Lab 2 Landsat Image Classification in ArcGIS Pro

Written by Paul Pickell

Lab Overview

Image classification is a common task in image analysis. Land cover classification maps can be useful for calculating the total area of different classes and other spatial information about a land base. In this lab, we will explore simple methods that involve thresholding a spectral index and more complex unsupervised and supervised algorithms. At the end, you will be asked to reflect on the choices and assumptions that were made and what impact those have on the final classification and how we can use it.

Learning Objectives

Calculate a simple spectral index
Apply supervised and unsupervised classification algorithms to create a land cover map
Interpet a confusion matrix

Deliverables

Answers to questions posed throughout the lab handout
Screenshot of NDVI image
Screenshot of ISO cluster map
Screenshot of confusion matrix
Map of supervised EOSD land cover classification

Data

We will be using a Landsat 9 Operational Land Imager 2 (OLI-2) multispectral image and other metadata that are distributed with this product. You can download these data from Canvas.

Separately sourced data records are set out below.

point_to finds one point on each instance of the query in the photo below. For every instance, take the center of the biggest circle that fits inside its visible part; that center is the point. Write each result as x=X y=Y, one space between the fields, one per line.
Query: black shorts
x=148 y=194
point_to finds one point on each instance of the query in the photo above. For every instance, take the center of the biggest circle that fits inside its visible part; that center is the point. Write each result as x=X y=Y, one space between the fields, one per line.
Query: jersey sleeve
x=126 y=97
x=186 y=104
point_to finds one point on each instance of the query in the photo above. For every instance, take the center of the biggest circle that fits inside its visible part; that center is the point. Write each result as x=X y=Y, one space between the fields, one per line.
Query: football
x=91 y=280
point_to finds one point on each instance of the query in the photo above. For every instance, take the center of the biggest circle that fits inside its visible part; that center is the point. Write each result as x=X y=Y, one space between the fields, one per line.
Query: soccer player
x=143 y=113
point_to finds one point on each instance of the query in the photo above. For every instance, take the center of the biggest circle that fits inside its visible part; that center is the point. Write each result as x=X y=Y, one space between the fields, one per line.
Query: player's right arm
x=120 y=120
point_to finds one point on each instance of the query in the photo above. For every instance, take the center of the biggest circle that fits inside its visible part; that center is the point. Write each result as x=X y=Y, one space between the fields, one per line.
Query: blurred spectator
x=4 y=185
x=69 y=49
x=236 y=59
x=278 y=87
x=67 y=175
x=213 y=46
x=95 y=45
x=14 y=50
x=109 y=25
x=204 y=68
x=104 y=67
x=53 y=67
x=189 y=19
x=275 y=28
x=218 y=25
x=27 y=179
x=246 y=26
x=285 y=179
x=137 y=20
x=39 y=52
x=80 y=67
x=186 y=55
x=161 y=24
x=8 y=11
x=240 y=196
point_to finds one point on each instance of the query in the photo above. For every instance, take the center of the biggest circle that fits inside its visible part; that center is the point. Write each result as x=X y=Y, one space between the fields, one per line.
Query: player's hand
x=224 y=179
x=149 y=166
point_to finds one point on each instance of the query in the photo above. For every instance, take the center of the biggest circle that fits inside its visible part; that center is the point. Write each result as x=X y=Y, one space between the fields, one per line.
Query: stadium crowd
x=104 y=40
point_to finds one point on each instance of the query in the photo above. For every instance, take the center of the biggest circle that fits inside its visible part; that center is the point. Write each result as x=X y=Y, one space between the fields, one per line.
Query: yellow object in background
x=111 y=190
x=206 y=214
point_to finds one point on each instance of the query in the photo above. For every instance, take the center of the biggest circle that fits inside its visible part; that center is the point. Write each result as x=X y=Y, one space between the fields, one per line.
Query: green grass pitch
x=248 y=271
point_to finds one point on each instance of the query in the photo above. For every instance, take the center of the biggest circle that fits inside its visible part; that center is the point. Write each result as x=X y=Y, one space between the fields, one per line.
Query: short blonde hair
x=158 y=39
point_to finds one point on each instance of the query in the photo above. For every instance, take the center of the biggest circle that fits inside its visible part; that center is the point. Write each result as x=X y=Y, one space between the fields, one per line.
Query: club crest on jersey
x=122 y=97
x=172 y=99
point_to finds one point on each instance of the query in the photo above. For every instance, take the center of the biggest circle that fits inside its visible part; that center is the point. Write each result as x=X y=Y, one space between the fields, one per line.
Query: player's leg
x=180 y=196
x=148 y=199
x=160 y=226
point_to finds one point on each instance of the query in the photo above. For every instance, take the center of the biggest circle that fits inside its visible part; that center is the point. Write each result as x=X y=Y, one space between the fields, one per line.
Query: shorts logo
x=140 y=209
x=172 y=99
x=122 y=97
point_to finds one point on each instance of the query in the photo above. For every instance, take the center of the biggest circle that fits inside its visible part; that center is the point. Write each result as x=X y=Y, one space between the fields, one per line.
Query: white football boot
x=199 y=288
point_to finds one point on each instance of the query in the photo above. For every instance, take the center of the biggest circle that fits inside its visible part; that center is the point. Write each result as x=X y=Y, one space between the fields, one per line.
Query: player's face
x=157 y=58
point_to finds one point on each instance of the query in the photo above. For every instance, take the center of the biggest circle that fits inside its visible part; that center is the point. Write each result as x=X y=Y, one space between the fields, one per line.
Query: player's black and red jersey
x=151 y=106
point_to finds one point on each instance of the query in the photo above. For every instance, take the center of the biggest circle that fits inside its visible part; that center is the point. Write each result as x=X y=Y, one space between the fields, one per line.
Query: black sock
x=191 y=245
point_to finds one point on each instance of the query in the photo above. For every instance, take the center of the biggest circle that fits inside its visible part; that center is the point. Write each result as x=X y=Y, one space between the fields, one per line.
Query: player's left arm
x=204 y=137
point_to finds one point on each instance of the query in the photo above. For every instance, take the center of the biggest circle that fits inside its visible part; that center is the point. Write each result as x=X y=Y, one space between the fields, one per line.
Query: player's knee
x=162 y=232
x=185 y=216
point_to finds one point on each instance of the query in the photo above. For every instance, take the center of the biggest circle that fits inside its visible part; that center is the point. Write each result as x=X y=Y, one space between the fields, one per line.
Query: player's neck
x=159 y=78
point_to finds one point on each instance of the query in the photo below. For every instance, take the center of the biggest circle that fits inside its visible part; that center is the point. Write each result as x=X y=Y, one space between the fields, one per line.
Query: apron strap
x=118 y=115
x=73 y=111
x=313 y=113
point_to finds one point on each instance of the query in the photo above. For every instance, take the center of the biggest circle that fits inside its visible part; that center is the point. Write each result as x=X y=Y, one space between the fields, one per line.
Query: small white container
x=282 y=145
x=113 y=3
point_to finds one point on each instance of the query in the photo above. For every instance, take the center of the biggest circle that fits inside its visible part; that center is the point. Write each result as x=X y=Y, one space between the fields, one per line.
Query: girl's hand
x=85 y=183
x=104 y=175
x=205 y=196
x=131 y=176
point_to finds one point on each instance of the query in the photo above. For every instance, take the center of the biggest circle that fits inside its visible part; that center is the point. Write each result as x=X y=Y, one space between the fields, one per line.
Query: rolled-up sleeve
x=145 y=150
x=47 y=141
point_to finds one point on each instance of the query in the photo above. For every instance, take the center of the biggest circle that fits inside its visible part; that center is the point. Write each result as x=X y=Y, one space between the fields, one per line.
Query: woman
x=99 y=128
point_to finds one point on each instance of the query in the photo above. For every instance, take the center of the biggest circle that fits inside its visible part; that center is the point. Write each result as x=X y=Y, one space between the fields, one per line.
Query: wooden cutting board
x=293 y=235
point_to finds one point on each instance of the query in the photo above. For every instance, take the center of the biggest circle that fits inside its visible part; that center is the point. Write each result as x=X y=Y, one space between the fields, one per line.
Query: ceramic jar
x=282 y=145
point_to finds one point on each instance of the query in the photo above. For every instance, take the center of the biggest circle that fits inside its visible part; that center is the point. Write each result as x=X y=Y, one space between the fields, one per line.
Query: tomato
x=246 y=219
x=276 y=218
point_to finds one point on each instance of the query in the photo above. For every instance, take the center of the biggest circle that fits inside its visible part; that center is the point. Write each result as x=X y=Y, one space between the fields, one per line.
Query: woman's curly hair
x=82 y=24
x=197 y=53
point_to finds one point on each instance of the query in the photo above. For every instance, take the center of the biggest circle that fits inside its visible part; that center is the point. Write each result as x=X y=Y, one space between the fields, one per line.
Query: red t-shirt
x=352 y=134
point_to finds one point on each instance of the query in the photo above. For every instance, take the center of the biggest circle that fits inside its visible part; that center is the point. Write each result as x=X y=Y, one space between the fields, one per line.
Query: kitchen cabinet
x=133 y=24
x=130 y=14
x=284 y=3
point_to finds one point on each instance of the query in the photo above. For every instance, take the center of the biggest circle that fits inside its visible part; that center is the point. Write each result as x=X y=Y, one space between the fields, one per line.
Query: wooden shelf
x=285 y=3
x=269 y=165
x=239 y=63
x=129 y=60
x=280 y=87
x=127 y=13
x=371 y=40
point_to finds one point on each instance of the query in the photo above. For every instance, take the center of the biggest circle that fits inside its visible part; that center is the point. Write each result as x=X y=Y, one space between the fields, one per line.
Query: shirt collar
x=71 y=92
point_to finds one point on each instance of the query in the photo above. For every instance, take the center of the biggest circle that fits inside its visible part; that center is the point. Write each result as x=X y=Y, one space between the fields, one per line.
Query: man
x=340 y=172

Task 1: Prepare data for analysis

Step 1: Open ArcGIS Pro and create a new project. Download the lab data from Canvas and extract those data into your ArcGIS Pro project folder that you just created, usually in C:\Users\you\Documents\ArcGIS\Projects\lab2.

Step 2: Search for the “Compsite Bands” tool in ArcGIS Pro. Add all of the seven surface reflectance bands and then name the output “sr_composite.tif” and save it in your ArcGIS Pro project folder.

Step 3: Right-click the sr_composite.tif layer and open the symbology. Create a 6-5-4 false colour image.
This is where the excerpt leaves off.